The report, prepared by the World Wildlife Fund (WWF) and other research institutions, tracked more than 14,000 vertebrate populations of over 3,700 species worldwide and highlighted the fact that India faces pressure on water and land due to unsustainable human activities.
Almost 70 percent of surface water has been polluted while 60 percent of the ground water is likely to reach a critical stage in the next 10 years, the report said. Contamination due to industrial and municipal waste are the main reasons behind wildlife being in danger.
One-fourth of India's land is facing desertification while a third of the land is facing degradation due to the depletion of forest cover.
"We are no longer a small world on a big planet. We are now a big world on a small planet, where we have reached a saturation point," Professor Johan Rockström, executive director of the Stockholm Resilience Centre, said in the foreword for the report.
According to the report, there has been a 58 percent drop in wildlife population between 1970 and 2012 with further drop being predicted at 67 percent by 2020. Destruction of wild habitats, hunting and pollution are the reasons behind the wildlife population being in danger of extinction, according to the data compiled and analysed by researchers from WWF and the Zoological Society of London.
"Population sizes of vertebrate species have, on average, dropped by more than half in little more than 40 years.

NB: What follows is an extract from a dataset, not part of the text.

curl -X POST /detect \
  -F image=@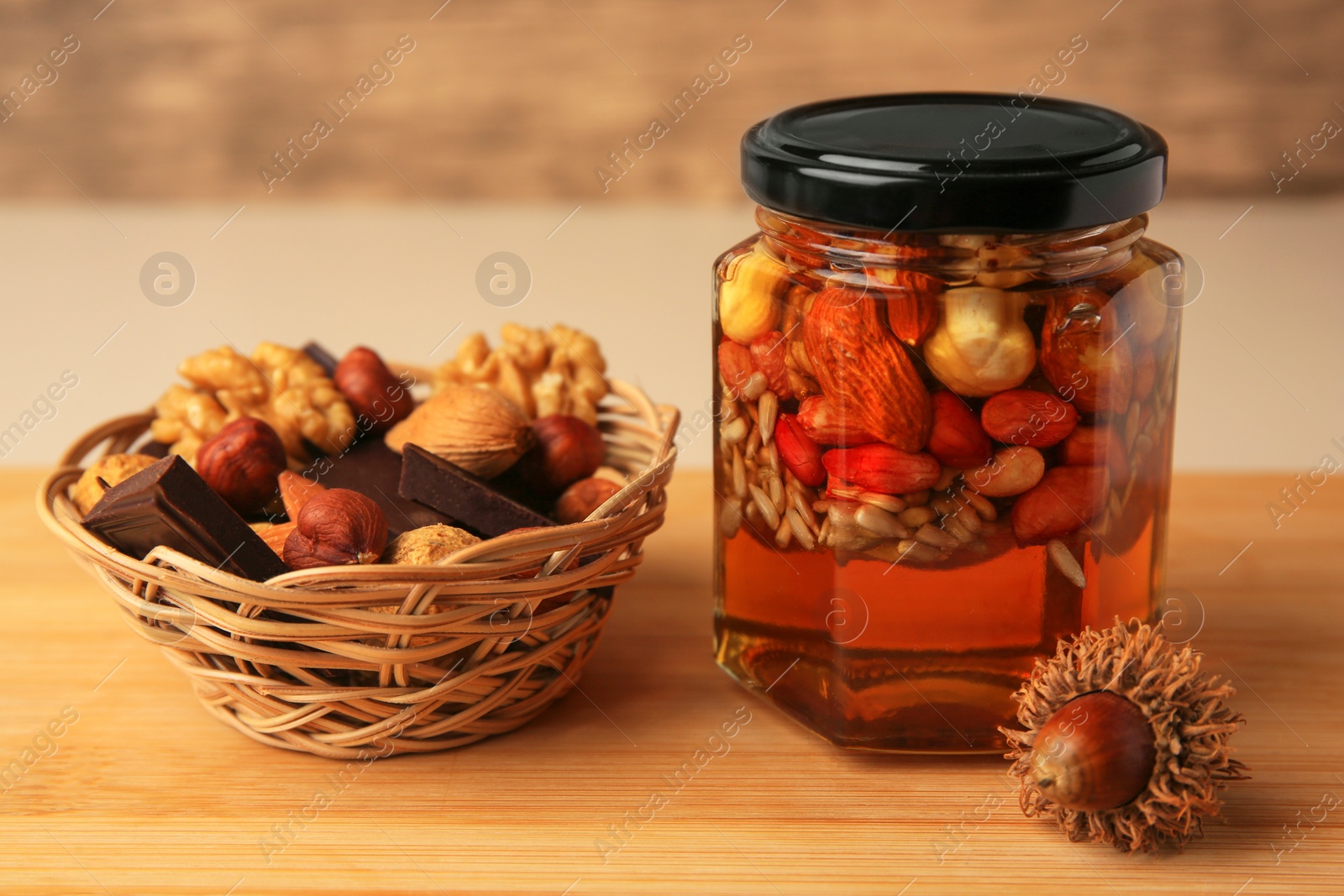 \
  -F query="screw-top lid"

[742,92,1167,233]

The data shows an average annual decline of 2% and there is no sign yet that this rate will decrease," the report said.
Wildlife creatures in danger include endangered species such as elephants and gorillas and lesser known creatures such as vultures and salamanders. Wildlife living in mountains, forests, rivers and seas are also in danger.
"The richness and diversity of life on Earth is fundamental to the complex life systems that underpin it. Life supports life itself and we are part of the same equation. Lose biodiversity and the natural world and the life support systems, as we know them today, will collapse," WWF Director General Marco Lambertini said.
We have the tools to fix this problem and we need to start using them now if we are serious about preserving a living planet for our own survival and prosperity," Lambertini added.